Roundup - Hybrid Encounters: Denken in Bildern

Das Donnerwetter über Berlin machte den Weg zur Technischen Universität für viele zu einer feucht-fröhlichen Odyssee und sorgte für ein sichtliches Gefühl der Erleichterung als man schließlich seinen Platz finden und sich auf die vierte, die letzte Auflage der Hybrid Encounters freuen konnte.
Unter der Moderation von Tobias Hülswitt traf Comiczeichner auf Neurowissenschaftlerin, Autor von »alpha« und »beta« auf Autorin von »Das geniale Gedächtnis«, Jens Harder auf Hannah Monyer.


Demographische Tendenzen im Publikum zu finden glich einer zur evolutionären Thematik passenden Mammutaufgabe, da sich sowohl Studierende, als auch Professor*innen und Interessierte unterschiedlichster Hintergründe zusammenfanden, um für anderthalb Stunden den spannenden Gedanken der beiden Protagonisten zu lauschen.

Die Konversation - auch dank ebenso investigativen wie enthusiastischen Fragen unseres Moderators - ebbte dabei nie ab und lieferte interessante Einblicke in den Wissenschafts- und Künstleralltag.
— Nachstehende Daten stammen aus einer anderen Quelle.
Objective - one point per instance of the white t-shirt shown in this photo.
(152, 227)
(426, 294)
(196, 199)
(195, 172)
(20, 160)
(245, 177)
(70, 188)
Beide Gäste zeigten sich merklich neugierig und waren neben der Beantwortung ihrer individuellen Fragen stets erpicht darauf, auch die Perspektive des jeweils anderen zu erfahren. Visueller Leitfaden durch den Abend waren die Zeichnungen von Jens Harder, welche im Hintergrund auf eine Leinwand projiziert wurden, aber auch für Hannah Monyer immer wieder Anlass boten, evolutionäre Theorien neurobiologisch zu erklären und auf die Gegenwart zu übertragen.

Die Faszination für die Entstehung der Welt von Seiten Harders wurde mit der Analogie, das Gehirn sei letztendlich auch eine Form eines hochkomplexen Universums in kleinerer Form, auf eine Metaebene der Neugier, die beide eint, übertragen. Ohne diese intrinsische Begeisterungsfähigkeit wären die Comics, an welchen Jens Harder bereits seit 15 Jahren arbeitet, unmöglich zu realisieren gewesen. Nicht nur aufgrund der zeichnerischen Detailverliebtheit, sondern auch während des Talks war zu merken, wie sehr es ihm am Herzen lag, biologisch-evolutionäre Theorien mit mystischen, religiösen und abstrakten Elementen zu kombinieren, um so eine ästhetische wie - im Vergleich zu klassischen Büchern - zugängliche Geschichte unserer Welt zu erzählen.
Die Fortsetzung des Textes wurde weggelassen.